AIの活用は、ビジネスのあらゆる分野で広まっています。
法務の領域でも、AIを活用した契約審査の支援ツールが加速度的に普及しています。その一方で、AIによる契約審査については、従来から弁護士法で禁止されている「非弁行為」との関係性が指摘されていました。
2023年8月1日に法務省が公表したガイドラインでは、AIによる契約審査と弁護士法との関係性につき、論点整理が示されています。
本記事では、AI契約審査に関する法務省ガイドラインのポイントをまとめました。
1. AI契約審査に関する弁護士法上の問題点
AIによる契約審査については、弁護士法で禁止されている「非弁行為」に当たるのではないかとの問題が、従来から指摘されていました。
「非弁行為」とは、弁護士または弁護士法人でない者が、報酬を得る目的で、法律事件に関して法律事務を業として取り扱うことをいいます。

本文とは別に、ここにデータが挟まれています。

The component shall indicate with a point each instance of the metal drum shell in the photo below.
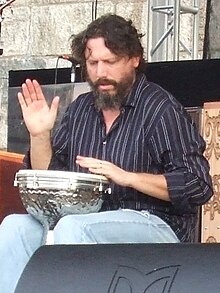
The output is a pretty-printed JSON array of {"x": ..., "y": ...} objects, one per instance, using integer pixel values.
[{"x": 49, "y": 195}]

無資格者の不適切な事務によって依頼者が害される事態を防ぐため、弁護士法72条により非弁行為は禁止されています。
AIによる契約審査は、当事者間で法的効果を発生させる「契約」を取り扱うものですが、そのサービスは、弁護士または弁護士法人ではない事業者によって提供されるケースが大半です。
そのため、AI契約審査サービスの提供行為は、非弁行為に当たるかどうかが問題になり得ます。